New research shows improvements to employee well-being drive up customer satisfaction, retention—even company profits.
By Stephanie J Pronk
A decade ago, the value of wellness programs was touted by demonstrating how employee medical claims could decrease by encouraging healthy behavior and preventative care. Maintaining a healthy and resilient workforce continues to be a priority, especially now that employers must navigate through strategic and operational issues brought on by the COVID-19 pandemic, a tense political climate, and growing calls for social justice.
Today, employers are seeking different returns from their wellness investments. They want to know these programs benefit their businesses’ bottom line. Aon’s 2021 Global Well-being Survey found that improvements to employees’ wellness have a positive impact on customer satisfaction and retention. In fact, organizations that improve employee well-being by 3% see a 1% increase in customer satisfaction and retention. Organizations that improve employee well being by even more—3.5%— experience a 1% increase in employee satisfaction and customer acquisition. And if organizations can improve employee well-being by 4%, they will achieve a 1% increase in company profit and a 1% decrease in employee turnover.
Although a high percentage of the companies surveyed said employee well-being and resilience are important and they have initiatives in place, few have embedded wellness into their overall business and talent strategies. The survey cited globally, 82% of companies said employee well being is important, and although 87% have at least one initiative in place, only 55% have a dedicated strategy. In addition, just 24% of companies fully integrate well-being into their business and talent strategy.

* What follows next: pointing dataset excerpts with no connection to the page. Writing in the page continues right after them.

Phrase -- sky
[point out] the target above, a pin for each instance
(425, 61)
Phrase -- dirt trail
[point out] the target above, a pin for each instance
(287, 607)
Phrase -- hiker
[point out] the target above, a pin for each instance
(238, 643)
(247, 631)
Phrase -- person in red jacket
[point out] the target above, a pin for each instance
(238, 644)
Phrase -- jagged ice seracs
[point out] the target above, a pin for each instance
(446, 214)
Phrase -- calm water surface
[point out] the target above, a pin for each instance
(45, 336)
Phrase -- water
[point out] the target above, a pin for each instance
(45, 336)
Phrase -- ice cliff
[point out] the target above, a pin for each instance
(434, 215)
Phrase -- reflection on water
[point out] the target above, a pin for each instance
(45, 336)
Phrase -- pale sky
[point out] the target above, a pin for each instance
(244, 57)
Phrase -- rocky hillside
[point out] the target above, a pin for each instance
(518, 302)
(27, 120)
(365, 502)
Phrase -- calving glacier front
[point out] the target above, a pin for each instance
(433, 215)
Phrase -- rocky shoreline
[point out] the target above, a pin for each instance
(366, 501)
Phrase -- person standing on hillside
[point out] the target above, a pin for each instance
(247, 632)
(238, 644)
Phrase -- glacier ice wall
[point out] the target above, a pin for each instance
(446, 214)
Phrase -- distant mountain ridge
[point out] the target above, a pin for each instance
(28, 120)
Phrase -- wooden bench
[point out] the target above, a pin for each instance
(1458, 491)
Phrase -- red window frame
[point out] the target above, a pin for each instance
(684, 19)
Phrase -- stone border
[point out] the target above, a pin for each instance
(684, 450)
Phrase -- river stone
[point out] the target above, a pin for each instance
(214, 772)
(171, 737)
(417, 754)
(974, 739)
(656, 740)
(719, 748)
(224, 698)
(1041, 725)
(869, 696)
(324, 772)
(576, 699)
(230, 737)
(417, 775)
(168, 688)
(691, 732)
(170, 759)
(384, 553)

In the U.S., the numbers are similar: 81% of companies reported employee well-being as important and 88% say they have at least one initiative, but only 53% said they have a strategy in place and 21% fully integrate it into their business and talent strategy. Some good news: The programs themselves are well-received, with 29% performing exceptionally and 62% meeting expectations.
Wellness initiatives provide the most value when aligned with a comprehensive strategy; a series of standalone programs have less impact. If organizations don’t consider the well-being of their employees, they face significant risk, including decreased productivity, time away from work, and lower retention rates.
The impact of the global pandemic, social unrest, and a changing economy has highlighted the importance of emotional wellness. The top conditions impacting company performance in the U.S. are stress (65%), musculoskeletal issues (40%), burnout (40%), and anxiety (40%). Work-life balance and mental health were the top well-being issues in the U.S. by a considerable margin, chosen by 61% of respondents. This was followed by working environment and company culture (both 47%) and burnout at 43%.
Beyond financial resources and investment, one of the biggest challenges to starting or expanding well-being initiatives is employee engagement and interest, with 42% of survey participants agreeing. Leadership is key in setting the tone for culture and well-being, with 89% of companies surveyed agreeing that the CHRO is the biggest supporter of these initiatives, followed by the CEO (78%). Leadership support and buy-in are critical factors in creating a culture and well-being strategy that can positively impact workforce resilience and overall company performance.
Stephanie J. Pronk is the senior vice president and U.S. health transformation team leader for Aon.